Federal policy proposals in support of clean energy are often blunt and controversial, relying mostly on mandates or targets that trouble free-market conservatives.
Numerous bills creating a national renewable energy target have been shut down over the years. Recent carbon regulations from the White House that effectively create new clean energy targets for states have also sparked fierce legal opposition from the energy industry and Congressional leaders.
But could a new bill based on consumer choice and market fairness change the framework for supporting distributed generation at the federal level?
Angus King, an Independent Senator from Maine with a background in the energy business, introduced legislation this week that avoids mandates, and instead creates “a broad set of parameters” for valuing and integrating distributed generation on the grid.
The bill, called the Free Market Energy Act of 2015, would direct states to establish unbundled rate structures for distributed resources — opening up the door for time-variant pricing or local tariffs that more accurately reflect the costs and benefits of solar, storage, demand response and microgrids. It would also set standard interconnection policies for these technologies.
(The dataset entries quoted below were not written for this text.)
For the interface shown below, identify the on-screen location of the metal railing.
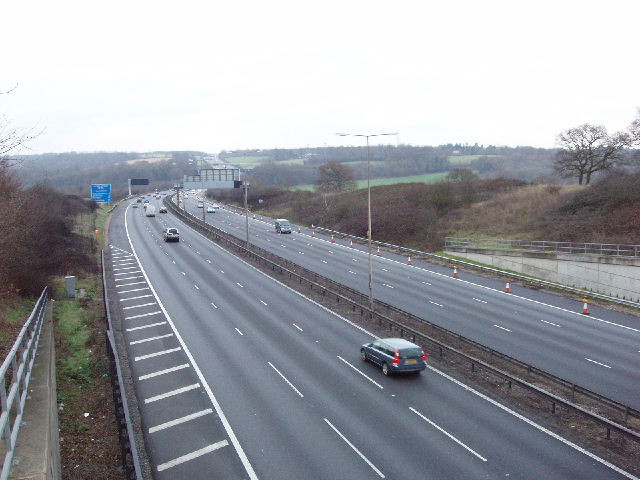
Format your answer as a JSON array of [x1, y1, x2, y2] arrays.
[[0, 287, 48, 480], [164, 198, 640, 445], [445, 237, 640, 257]]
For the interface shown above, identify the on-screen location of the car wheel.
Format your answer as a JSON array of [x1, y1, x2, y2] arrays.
[[382, 362, 390, 376], [361, 350, 367, 362]]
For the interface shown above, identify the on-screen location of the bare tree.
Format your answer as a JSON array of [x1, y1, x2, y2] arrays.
[[553, 123, 632, 185], [315, 161, 357, 193], [629, 108, 640, 145]]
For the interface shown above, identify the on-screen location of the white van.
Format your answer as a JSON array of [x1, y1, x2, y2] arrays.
[[145, 205, 156, 217]]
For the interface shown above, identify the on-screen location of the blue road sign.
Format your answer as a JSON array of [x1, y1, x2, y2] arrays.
[[91, 184, 112, 203]]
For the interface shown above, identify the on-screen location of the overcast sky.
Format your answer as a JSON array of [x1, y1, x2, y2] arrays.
[[3, 0, 639, 154]]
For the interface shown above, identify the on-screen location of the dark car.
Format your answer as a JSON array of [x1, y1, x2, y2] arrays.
[[275, 219, 292, 234], [163, 228, 180, 242], [361, 338, 427, 376]]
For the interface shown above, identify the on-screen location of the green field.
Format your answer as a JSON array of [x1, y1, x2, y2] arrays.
[[292, 172, 449, 191], [447, 154, 499, 164]]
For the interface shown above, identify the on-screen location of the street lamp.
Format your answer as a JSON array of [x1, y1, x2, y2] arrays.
[[336, 132, 398, 310]]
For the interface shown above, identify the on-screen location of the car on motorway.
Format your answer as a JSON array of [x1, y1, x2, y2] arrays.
[[136, 198, 142, 203], [206, 206, 216, 213], [163, 228, 180, 242], [275, 219, 292, 234], [132, 203, 138, 208], [197, 201, 204, 208], [361, 338, 427, 376], [159, 206, 167, 213]]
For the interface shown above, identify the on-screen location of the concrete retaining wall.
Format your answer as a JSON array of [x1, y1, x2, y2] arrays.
[[444, 247, 640, 302]]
“Government policies do not support the free market conditions that allow distributed energy to flourish,” said Senator King in a statement upon releasing the bill.
“For example, expensive grid-connection fees discourage consumers from pursuing newer technologies, while simplistic net metering formulas do not properly compensate grid owners. The result is a slowing in DER innovation at a time when our energy policies should promote appropriately valued consumer-based energy technologies,” he said.
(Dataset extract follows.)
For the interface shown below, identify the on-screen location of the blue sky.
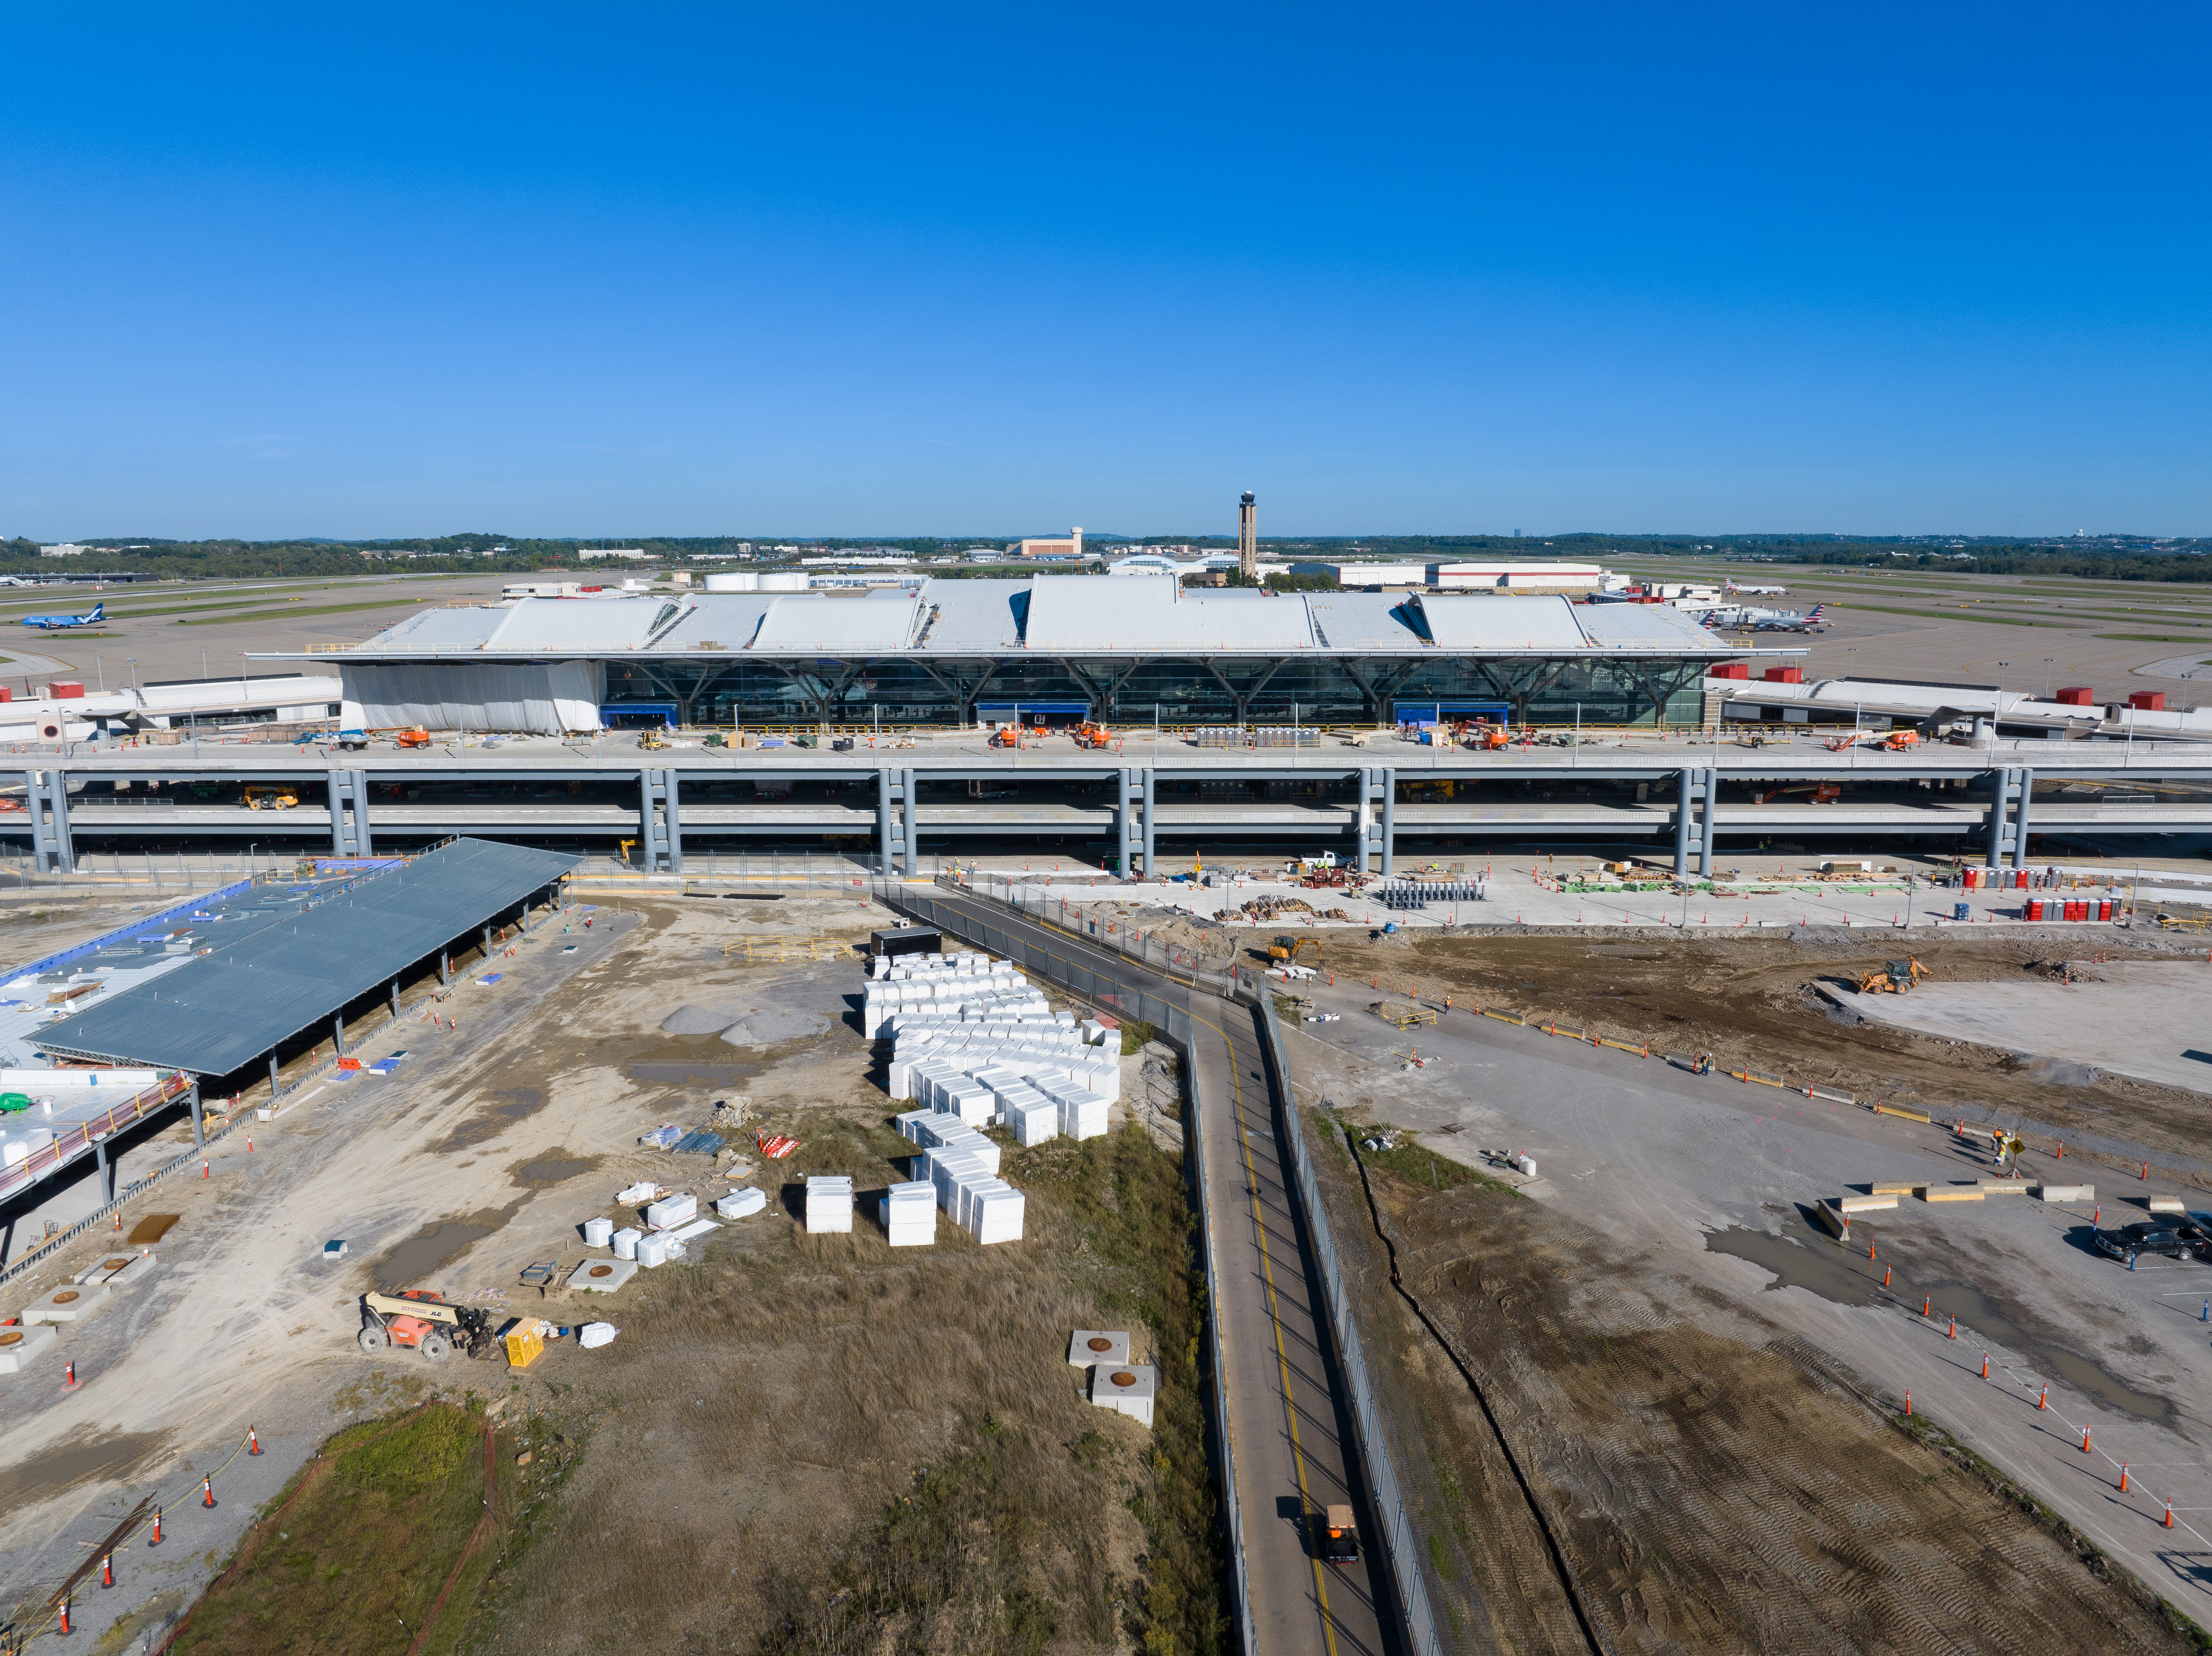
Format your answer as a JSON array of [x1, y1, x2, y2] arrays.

If states do not set up dynamic rate structures and stronger interconnection policies, power companies will be required to purchase electricity from distributed systems under the law PURPA. That law, created in the late 1970s, instructed utilities to enter contracts with independent power plants at the avoided cost of building their own plants — opening up a new market for power procurement at the wholesale level.
Applying the law to the distribution system would mean utilities have to buy power from distributed generation at the full retail rate. That requirement, known as net metering, is already in place in 43 states.
Assuming states don’t unbundle rates, the federal expansion of net metering will likely perturb utilities. The bill would also place a cap on net metering fees of $10 per month — another likely area of concern for utilities worried that solar system owners are not paying their fair share of fixed grid costs.
Finally, the bill would establish state-level “smart grid coordinators” — similar to regional transmission operators — to manage distributed resources on the grid. This could be run by the utilities themselves, or by an independent entity.
While energy experts and advocates digest the language of the bill, reactions are cautious — but generally positive.
“I’d say in general, I could support an arrangement like this,” said Travis Fisher, an economist with the American Energy Alliance (AEA), a nonprofit that has opposed traditional mandates supported by the renewable energy industry.
Although AEA hasn’t adopted an official stance on the bill as an organization, Fisher did say the proposal is sparking conversation among staff. “I like the avoided-cost framework when it comes to solar,” he said.
Debbie Dooley, founder of the Green Tea Coalition, is enthusiastically embracing the legislation. Dooley has been an outspoken advocate for policies that allow consumers to connect their solar systems to the grid and get compensated fairly.
“I think it’s a good bill. Senator King said he’s working with different groups to fine-tune it, and I think it’s something that true free-market conservatives should support,” said Dooley. “I feel very encouraged.”
The big question for conservatives will be how much authority is handed to the Federal Energy Regulatory Commission when it comes to setting rates. There are also questions about the default to net metering under PURPA: should it be valued at the retail rate, or the wholesale rate?
The solar industry’s national trade group is not yet taking a firm stance on the bill. Ken Johnson, the vice president of communications for the Solar Energy Industries Association, said there’s lot the organization can support — along with some unanswered questions about the future of net metering.
“From our perspective, reducing barriers to solar remains a top priority. That said, it’s also important to point out our strong, unwavering support for net metering laws nationwide,” said Johnson.
“While Senator King has laid out a thoughtful, outside-the-box approach, this should not be seen as a potential replacement for net metering. In states that don’t have net metering — or where it isn’t a possibility — Senator King’s approach could open up new solar opportunities. We look forward to working with him on this legislation,” he said.
The bill was introduced this week at the request of Alaska Senator Lisa Murkowski, chair of the Senate Energy and Natural Resources Committee, who’s hoping to pull together different ideas as part of national energy legislation.
With Congress barely able to pass a stripped-down version of an energy efficiency bill, prospects for a comprehensive energy bill are not strong. However, King’s bill is couched in free-market language targeting “personal freedom” and “the right to sovereignty over personal choices” that may appeal to more conservatives in both the House and Senate.
That’s the hope, anyway.
“This is what really makes me feel good: Senator King introduced this bill with a free-market message, not a climate-change message. That shows the message I’ve been delivering since 2013 is resonating on all sides of the political spectrum. I’d like the dialogue to shift more to the free-market choice message,” said Dooley.